Everyday activities range from the easy, and the straightforward, to
the difficult, and the complex. A model designed to cover simple
activities may not be adequate to explain and cover more complex ones,
whereas a more elaborate model could well cover simpler activities as
well as more complex ones.
Tasks done using, or with the aid of,
computer systems also have a range of complexity.
In the study of human-computer interaction (HCI), it is not surprising that
the aim of modelling different human tasks has given rise to
models of differing capabilities. A model of the cognition underlying
human text-editing tasks may inform better HCI design of text editors,
but it is less likely greatly to inform the design of interfaces for tasks
of substantially greater complexity, such as process control, traffic
control, management of large organisations, etc.
Current models of cognition do not deal fully with the
cognition underlying the human performance of such complex tasks.
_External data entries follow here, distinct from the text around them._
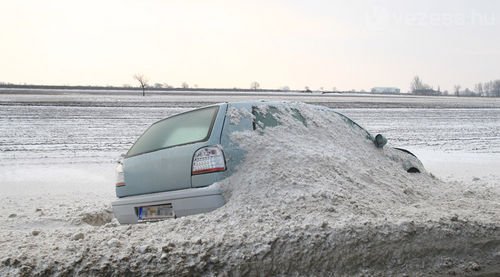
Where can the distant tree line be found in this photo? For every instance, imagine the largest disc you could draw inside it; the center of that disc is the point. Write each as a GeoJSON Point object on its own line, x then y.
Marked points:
{"type": "Point", "coordinates": [487, 89]}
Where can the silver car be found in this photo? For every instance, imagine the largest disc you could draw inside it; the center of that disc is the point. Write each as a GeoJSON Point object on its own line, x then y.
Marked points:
{"type": "Point", "coordinates": [172, 170]}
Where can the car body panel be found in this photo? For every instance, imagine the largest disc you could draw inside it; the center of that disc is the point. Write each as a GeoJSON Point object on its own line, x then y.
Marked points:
{"type": "Point", "coordinates": [169, 169]}
{"type": "Point", "coordinates": [164, 176]}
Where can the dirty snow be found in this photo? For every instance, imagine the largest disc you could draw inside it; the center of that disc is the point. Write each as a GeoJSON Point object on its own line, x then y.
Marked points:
{"type": "Point", "coordinates": [306, 201]}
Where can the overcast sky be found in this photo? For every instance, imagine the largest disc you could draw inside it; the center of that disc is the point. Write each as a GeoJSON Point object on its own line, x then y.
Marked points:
{"type": "Point", "coordinates": [342, 44]}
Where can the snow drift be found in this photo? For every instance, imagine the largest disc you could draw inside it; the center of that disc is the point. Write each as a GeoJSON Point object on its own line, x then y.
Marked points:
{"type": "Point", "coordinates": [314, 199]}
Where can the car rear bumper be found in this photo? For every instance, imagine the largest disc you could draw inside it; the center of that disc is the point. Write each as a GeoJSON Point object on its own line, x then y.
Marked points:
{"type": "Point", "coordinates": [184, 202]}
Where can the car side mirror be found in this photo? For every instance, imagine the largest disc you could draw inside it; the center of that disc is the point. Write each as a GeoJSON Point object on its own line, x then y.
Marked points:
{"type": "Point", "coordinates": [380, 141]}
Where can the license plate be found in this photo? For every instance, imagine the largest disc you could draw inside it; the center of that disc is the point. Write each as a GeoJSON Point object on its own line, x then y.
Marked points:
{"type": "Point", "coordinates": [157, 212]}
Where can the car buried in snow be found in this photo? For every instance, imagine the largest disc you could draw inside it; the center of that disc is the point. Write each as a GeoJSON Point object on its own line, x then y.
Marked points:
{"type": "Point", "coordinates": [174, 167]}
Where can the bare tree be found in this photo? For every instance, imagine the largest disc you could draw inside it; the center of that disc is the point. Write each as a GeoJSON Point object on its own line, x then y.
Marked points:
{"type": "Point", "coordinates": [417, 84]}
{"type": "Point", "coordinates": [496, 88]}
{"type": "Point", "coordinates": [143, 81]}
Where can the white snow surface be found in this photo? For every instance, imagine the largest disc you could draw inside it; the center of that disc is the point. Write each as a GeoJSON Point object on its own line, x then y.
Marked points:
{"type": "Point", "coordinates": [319, 199]}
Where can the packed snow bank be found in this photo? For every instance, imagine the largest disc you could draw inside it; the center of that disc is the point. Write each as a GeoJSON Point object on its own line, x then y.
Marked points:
{"type": "Point", "coordinates": [313, 199]}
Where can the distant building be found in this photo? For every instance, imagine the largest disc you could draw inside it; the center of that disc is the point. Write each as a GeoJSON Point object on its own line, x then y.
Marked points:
{"type": "Point", "coordinates": [386, 90]}
{"type": "Point", "coordinates": [426, 92]}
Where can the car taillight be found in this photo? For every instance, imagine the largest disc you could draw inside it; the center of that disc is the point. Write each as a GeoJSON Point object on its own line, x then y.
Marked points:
{"type": "Point", "coordinates": [120, 179]}
{"type": "Point", "coordinates": [208, 159]}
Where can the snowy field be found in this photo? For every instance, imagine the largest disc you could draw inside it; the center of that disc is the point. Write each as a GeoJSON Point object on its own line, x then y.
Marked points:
{"type": "Point", "coordinates": [57, 158]}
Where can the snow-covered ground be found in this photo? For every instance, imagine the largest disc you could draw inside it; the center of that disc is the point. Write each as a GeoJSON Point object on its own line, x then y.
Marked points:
{"type": "Point", "coordinates": [335, 212]}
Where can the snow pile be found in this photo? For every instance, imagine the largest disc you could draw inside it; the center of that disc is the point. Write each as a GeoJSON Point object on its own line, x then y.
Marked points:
{"type": "Point", "coordinates": [309, 199]}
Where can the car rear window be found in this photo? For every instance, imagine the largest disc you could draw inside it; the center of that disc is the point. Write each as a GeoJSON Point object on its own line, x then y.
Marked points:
{"type": "Point", "coordinates": [185, 128]}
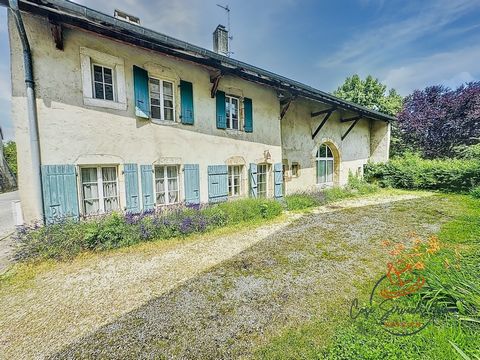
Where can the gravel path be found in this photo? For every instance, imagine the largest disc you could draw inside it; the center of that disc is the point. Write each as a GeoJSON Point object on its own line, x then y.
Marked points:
{"type": "Point", "coordinates": [213, 297]}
Part of the purpose of this paper is to draw attention to this,
and to identify some of the missing parts of the models.
Extending the range of models is also important because,
if we are to develop principles to inform HCI design for complex tasks,
we should be able to base the principles on models that successfully
cover the phenomena that have already been widely observed and discussed,
for example by Bainbridge
[2],
[3],
Rasmussen
[8]
and Woods
[11].
New theoretical developments could help in the making of
models that could ultimately be used in HCI design for complex systems.
In the belief that some aspects of everyday life
(such as social and family interaction, and household management)
are at least as complex as process control tasks, here we choose to
look at the problems of process control.
This paper first draws attention to phenomena in process control
that pose particular problems for current models.
Here, we use the example of protocols from steel
process operators, gathered by Bainbridge
[2].
The difficulties are then spelled out for some examples of current
models of cognition.
A new idea for modelling is then proposed, based around the idea of
an immediate human cognitive task context. This draws on ideas
from previous models, but pays specific attention to the transition
between contexts.
Much has been written on the nature of complex tasks from the HCI
viewpoint (see references given above). We will here focus on a
relatively early example of this kind of study, that of Bainbridge
[2]. The reason for this is that Bainbridge
reproduces a long protocol, and on the basis of the protocol data
constructs a model of some of the
cognition behind the task actions. This is probably one of the fullest
accounts of the analysis of a verbal protocol from a complex task.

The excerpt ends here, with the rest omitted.